空中でロングソードを構えていたニアージュに、テンツェリンの刃先が向かっていく。空中ならすぐに身動きは取れない……しかしーー。
それはまさしく、超常的な速度であった。瞬時にロングソードの腹でテンツェリンの突きを防ぎながら、ニアージュは剣を振り下ろした。
ーー沈黙。
静まり返る闘技施設の中、宙を舞った刃が地面へと突き刺さる。
しばらくの後、観客の間からは大きな歓声が上がった。そのすべてが二人の戦いぶりを讃えるものである。
「……あんたの勝ちだ」
驚いたように目を見開き、剣先の折れたロングソードを見つめながらニアージュが呟いた。その驚きは自身の敗北に対してか、あるいはーー。
ルーフスは何も答えず、ただその頬には冷や汗が伝っている。

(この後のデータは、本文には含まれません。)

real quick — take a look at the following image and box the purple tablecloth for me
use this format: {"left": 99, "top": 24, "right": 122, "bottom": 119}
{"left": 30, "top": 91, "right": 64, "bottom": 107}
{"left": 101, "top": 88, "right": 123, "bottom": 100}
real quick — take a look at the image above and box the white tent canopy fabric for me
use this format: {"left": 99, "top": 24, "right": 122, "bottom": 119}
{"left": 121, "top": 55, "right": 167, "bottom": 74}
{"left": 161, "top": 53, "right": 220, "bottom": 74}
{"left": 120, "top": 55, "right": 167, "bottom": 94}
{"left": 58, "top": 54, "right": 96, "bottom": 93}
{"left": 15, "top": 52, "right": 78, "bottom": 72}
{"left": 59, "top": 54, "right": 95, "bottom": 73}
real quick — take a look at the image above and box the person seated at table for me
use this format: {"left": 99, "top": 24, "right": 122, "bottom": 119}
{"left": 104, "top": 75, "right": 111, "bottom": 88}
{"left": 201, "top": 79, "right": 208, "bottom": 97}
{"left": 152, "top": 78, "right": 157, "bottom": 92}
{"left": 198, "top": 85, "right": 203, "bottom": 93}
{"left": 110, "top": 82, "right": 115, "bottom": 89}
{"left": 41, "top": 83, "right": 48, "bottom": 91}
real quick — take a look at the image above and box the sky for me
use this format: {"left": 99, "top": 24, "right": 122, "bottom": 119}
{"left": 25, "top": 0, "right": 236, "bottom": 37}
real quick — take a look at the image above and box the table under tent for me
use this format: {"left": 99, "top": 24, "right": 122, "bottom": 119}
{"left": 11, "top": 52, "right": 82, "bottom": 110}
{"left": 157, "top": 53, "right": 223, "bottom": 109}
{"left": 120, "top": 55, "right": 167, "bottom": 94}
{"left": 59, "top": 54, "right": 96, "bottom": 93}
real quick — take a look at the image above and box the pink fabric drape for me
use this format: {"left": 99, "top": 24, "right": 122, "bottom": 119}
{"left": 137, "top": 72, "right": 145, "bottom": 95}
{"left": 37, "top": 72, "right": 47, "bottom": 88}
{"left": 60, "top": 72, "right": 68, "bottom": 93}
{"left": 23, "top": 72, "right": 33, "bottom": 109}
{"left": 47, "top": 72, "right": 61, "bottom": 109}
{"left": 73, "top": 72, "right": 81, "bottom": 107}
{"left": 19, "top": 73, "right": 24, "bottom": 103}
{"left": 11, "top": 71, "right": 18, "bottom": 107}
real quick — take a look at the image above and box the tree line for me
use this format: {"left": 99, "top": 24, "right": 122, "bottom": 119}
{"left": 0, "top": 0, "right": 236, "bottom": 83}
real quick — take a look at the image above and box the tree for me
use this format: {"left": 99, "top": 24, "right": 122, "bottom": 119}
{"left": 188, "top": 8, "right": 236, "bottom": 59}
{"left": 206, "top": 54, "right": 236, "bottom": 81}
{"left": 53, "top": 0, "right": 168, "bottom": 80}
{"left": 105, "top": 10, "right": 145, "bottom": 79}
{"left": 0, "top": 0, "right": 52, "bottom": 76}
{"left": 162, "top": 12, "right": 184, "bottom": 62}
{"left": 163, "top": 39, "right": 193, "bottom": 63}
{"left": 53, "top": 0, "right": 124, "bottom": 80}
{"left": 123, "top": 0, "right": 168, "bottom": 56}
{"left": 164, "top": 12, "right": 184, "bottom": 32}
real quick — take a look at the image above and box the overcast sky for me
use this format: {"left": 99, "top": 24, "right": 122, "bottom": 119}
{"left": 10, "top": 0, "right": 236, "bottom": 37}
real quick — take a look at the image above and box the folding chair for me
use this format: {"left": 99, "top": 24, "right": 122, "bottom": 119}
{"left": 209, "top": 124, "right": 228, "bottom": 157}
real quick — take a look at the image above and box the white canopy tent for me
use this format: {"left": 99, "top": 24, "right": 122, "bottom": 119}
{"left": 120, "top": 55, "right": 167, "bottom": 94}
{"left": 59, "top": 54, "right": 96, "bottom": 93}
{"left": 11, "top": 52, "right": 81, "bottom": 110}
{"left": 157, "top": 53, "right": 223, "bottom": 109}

ニアージュがあの瞬間に勝利を確信したように、ルーフスも勝機があるとすればあそこでしかなかった。
ーーもしも、ロングソードの刀身が折れていなかったとしたら……?
ルーフスはゆっくりと振り返り、もう一度ニアージュを見据える。まるでその瞳の奥にある、真意を見定めようとするかのように……。
「君が最初から本気なら、私に勝ち目はなかったよ」
心の底にある本音を漏らすと、ニアージュはただ優しい笑みを浮かべるだけだった。
ーー最後の咄嗟の動き、あれこそが彼の原罪。もしこの予想が正しいのであれば、おそらく私は彼には勝てない……。その事実を確認するために、もしかしたら大きな犠牲を払ったのではないか?
二人がお互いに低頭すると、物見席からは更に大きな歓声が上がる。端から見れば、結果はルーフスの勝利であろう。だがこの日、くだらない目先の勝利のために、ルーフスは最大の敗北を喫してしまったのかもしれない。